Сначала она выбирала объект – разумеется, недосягаемый. Я не раз предлагала ей послать к черту реальную жизнь и посвятить в рыцари сердца кого-нибудь не вполне настоящего, какую-нибудь знаменитость (лучше всего давно умершую, например, Рудольфо Валентино) или вовсе героя кино. Проку было бы больше – они обеспечивали бы желанную меланхолию, не выкидывая коленца. Как прекрасен был бы в этой роли Атос. Или Мерлин. Или Мцыри – в нашей хрестоматии по литературе была такая волнующая иллюстрация, на которой он, мускулистый, темнокудрый и полуобнаженный, сражается с барсом. Ну чем он хуже тех идиотов, по которым страдала Лека, чем?

– Твоя Лека – энергетический вампир, – сказала однажды Лу.

– Это еще почему? – Я удивилась, потому что безобидная тихая подруга менее всего ассоциировалась с расчетливым и хитрым кровососом.

– Потому что любовь означает отдавание.
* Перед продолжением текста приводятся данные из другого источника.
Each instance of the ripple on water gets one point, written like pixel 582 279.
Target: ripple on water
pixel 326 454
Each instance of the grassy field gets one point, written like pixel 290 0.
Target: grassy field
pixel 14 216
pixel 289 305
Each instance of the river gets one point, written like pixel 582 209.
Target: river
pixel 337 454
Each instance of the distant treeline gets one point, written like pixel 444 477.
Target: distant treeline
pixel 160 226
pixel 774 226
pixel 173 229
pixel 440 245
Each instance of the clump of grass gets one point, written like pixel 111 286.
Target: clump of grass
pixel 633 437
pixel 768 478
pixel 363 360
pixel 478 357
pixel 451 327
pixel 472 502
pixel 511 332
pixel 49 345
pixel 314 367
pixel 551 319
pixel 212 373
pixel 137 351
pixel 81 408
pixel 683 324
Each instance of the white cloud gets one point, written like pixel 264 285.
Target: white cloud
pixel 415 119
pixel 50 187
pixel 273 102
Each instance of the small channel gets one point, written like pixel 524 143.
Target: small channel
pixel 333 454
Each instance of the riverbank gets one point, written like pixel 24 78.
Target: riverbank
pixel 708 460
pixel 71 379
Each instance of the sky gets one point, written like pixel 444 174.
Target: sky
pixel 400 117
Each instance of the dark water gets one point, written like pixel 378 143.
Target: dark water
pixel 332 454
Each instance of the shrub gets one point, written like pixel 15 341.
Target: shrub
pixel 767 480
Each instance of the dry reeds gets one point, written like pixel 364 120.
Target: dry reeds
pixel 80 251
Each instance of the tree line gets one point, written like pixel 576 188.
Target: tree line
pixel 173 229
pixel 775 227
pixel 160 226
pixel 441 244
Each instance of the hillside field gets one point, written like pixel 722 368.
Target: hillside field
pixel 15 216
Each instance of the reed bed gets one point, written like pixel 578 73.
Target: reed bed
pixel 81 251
Если ты не готов отдать себя, значит, не любишь, а пользуешься.

– Мне кажется, Лека почку готова отдать, если кто-то пригласит ее на «медляк», – хмыкнула я.

– Почку каждый дурак отдать может, – поразила меня Лу, ход мыслей которой всегда меня завораживал. – Отдать почку – это одноразовое геройское решение, которое не требует долгой духовной работы. Принял решение – и все, дальше ты пассивный элемент. А чтобы научиться отдавать себя целиком, надо работать постоянно. Ведь от природы мы такие эгоисты.

– И в чем же заключается эгоизм конкретно Леки? – все еще не понимала я.

– Да твоей Леке от этой так называемой любви нужно одно – получить пощечину, гордо удалиться и жевать сопли в самом любимом ее состоянии – тоске. Это ее наполняет и питает. Она бывает счастливой, только когда чувствует себя ненужной. Ей вовсе не требуется обратная реакция. Ни возвышенное восхищение, ни потные обжималочки в подъезде.

– Не знаю… – засомневалась я. – Но она такие стихи пишет… То есть убогие, конечно… Но о том, как она хочет, чтобы ОН ее обнял, прижал к могучей груди… Хотя у Витьки, по которому она сейчас страдает, грудь как раз впалая.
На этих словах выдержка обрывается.